Effective adaptation to type 1 diabetes mellitus requires adolescents and their families to work together effectively to solve problems and resolve disagreements in order to achieve acceptable diabetic control and treatment adherence. Many studies show that problematic family communication, insufficient parental involvement in care and parent-adolescent conflict are associated with poor adherence and poor diabetic control. This study tests a family communication and problem solving intervention by randomizing families of adolescent with type 1 diabetes to 6 months' treatment either with the experimental intervention, continuation in standard medical care for diabetes, or participation in a multifamily educational support group. Families are then followed for an additional 12 months to examine the longer-term effects of the interventions on the targeted diabetes outcomes.
Type 1 Diabetes Mellitus
Behavioral: Behavioral Family Systems Therapy for Diabetes
Adolescents with Type 1 diabetes mellitus often struggle to maintain adequate treatment adherence and diabetic control, leading to preventable hospitalizations and emergency room visits. Numerous cross-sectional and prospective studies show that family communication and conflict resolution skills are important influences on adolescents' diabetic control, treatment adherence and psychological adjustment. Empirical validation of psychological interventions targeting these processes could reduce excess health care costs and risks of diabetic complications. In the parent grant, we showed that Behavioral Family Systems Therapy (BFST; Robin & Foster, 1989) yielded improvements in family communication skills and parent-adolescent relationships, but it had weaker and less durable effects on treatment adherence and diabetic control.
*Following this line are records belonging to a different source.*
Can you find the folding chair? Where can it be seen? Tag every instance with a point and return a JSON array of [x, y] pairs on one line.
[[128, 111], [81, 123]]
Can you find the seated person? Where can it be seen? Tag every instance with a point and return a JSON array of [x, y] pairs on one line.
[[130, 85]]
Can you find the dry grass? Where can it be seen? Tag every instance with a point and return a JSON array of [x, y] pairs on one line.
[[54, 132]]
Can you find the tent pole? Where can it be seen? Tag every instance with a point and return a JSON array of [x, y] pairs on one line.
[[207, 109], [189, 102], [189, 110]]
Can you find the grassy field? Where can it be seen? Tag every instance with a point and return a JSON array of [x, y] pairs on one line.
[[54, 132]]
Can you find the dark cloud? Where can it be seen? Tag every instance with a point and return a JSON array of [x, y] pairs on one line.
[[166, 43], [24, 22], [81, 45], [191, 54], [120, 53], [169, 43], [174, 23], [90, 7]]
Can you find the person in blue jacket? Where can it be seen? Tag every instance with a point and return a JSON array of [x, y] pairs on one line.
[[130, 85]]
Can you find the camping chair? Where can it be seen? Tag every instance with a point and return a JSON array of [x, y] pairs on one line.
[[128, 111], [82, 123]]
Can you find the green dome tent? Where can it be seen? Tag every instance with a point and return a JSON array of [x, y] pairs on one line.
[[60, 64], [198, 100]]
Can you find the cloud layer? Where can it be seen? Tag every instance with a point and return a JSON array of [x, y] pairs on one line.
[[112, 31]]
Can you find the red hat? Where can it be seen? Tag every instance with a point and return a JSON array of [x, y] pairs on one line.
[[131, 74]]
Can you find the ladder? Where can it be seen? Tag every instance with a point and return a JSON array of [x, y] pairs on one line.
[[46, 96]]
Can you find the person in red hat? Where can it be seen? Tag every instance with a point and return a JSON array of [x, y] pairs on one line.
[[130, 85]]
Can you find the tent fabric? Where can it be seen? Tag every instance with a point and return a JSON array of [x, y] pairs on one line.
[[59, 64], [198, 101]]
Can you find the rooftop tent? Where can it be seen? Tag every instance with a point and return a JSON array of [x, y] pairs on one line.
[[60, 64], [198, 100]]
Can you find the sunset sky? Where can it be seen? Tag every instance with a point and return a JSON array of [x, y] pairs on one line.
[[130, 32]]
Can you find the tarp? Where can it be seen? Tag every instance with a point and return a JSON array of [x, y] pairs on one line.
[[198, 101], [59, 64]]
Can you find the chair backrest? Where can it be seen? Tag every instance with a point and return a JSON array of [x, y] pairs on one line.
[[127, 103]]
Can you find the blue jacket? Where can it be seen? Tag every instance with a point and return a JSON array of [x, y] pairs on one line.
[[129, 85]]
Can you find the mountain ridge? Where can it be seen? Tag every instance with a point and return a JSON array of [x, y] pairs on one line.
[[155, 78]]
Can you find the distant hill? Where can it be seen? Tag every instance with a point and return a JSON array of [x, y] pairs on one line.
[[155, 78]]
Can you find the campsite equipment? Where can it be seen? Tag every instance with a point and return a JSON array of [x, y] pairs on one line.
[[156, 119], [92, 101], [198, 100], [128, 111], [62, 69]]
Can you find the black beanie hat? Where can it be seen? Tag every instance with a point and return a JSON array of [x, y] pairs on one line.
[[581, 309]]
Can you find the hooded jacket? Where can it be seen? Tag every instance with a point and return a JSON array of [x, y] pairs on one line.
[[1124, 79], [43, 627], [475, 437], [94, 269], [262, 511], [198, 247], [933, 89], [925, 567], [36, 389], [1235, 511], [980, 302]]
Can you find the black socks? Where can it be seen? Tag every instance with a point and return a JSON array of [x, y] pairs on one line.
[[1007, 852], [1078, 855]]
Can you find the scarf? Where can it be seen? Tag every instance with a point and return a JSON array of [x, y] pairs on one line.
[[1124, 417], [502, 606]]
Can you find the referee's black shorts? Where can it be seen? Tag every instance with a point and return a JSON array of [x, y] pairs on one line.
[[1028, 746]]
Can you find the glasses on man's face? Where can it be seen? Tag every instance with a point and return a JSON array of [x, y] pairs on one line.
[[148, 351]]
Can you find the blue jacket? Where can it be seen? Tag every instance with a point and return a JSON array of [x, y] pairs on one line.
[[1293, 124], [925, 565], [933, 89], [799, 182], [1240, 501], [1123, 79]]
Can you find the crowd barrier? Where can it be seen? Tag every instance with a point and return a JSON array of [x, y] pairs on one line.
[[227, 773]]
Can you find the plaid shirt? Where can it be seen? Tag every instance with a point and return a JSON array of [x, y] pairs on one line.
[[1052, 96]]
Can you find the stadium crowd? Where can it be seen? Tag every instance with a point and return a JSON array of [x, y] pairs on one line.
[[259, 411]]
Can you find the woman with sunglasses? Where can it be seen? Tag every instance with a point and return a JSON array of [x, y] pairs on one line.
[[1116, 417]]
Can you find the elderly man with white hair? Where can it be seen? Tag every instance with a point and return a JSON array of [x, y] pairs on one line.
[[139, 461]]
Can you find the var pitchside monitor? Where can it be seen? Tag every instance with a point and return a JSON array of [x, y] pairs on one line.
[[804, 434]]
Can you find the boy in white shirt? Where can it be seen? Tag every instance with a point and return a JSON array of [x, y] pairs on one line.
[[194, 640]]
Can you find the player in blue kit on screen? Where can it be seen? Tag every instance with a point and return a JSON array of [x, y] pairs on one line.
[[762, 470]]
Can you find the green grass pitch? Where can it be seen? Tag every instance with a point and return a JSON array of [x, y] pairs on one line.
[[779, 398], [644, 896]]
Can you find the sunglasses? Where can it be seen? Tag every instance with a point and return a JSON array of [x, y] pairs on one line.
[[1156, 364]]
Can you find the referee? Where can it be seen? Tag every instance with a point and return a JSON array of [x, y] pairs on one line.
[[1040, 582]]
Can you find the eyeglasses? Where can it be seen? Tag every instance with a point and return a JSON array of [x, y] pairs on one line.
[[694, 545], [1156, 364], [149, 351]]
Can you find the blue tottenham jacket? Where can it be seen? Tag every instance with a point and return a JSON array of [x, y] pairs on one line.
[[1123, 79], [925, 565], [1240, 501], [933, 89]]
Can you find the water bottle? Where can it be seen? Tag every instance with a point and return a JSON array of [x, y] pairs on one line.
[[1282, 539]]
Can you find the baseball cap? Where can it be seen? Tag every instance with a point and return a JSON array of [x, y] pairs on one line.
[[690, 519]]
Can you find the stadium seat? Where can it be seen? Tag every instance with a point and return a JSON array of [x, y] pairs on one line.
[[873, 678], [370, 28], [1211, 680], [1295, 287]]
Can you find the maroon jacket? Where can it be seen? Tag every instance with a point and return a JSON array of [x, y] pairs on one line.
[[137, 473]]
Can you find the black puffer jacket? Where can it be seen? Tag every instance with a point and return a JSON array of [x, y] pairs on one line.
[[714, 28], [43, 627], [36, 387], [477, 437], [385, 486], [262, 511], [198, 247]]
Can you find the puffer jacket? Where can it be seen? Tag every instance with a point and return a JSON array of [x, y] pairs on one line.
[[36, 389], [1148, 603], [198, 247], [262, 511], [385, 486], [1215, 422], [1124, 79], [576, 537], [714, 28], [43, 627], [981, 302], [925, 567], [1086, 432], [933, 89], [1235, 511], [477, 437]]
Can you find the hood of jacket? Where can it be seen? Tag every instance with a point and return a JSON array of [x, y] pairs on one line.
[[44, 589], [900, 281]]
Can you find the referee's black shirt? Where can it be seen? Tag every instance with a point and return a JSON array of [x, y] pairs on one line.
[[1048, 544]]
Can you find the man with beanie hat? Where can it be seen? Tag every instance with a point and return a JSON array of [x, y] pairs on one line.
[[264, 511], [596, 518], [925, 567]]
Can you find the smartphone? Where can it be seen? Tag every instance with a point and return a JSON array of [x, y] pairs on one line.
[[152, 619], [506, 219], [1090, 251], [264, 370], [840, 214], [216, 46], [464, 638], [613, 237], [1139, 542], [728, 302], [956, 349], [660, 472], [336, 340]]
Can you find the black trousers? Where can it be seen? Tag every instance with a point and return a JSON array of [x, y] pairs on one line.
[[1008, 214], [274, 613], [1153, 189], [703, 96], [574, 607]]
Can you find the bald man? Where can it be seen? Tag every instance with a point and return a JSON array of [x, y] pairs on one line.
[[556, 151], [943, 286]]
In this competing continuation application, we have relied on extensive preliminary data, our clinical experience with BFST and the results of others' investigations to formulate refinements to BFST that are designed to maximize its impact on diabetes treatment adherence and metabolic control. These include required targeting of behavioral barriers to adherence and diabetic control for every family, lengthening treatment from 3 to 6 months, and incorporation of several treatment components that were shown to be effective in other studies. We propose a randomized, controlled trial of this refined BFST intervention compared with standard medical therapy or participation in a diabetes educational support group on measures of: family communication, parent-adolescent relationships, adolescent psychological adjustment, treatment adherence, diabetic control and health care use. We will analyze predictors of treatment outcome and evaluate the clinical significance, social validity and maintenance of treatment effects over 6month and 12-month follow-up intervals. The results could influence the clinical practice of diabetes management and health care policy regarding adolescents with diabetes and other chronic diseases.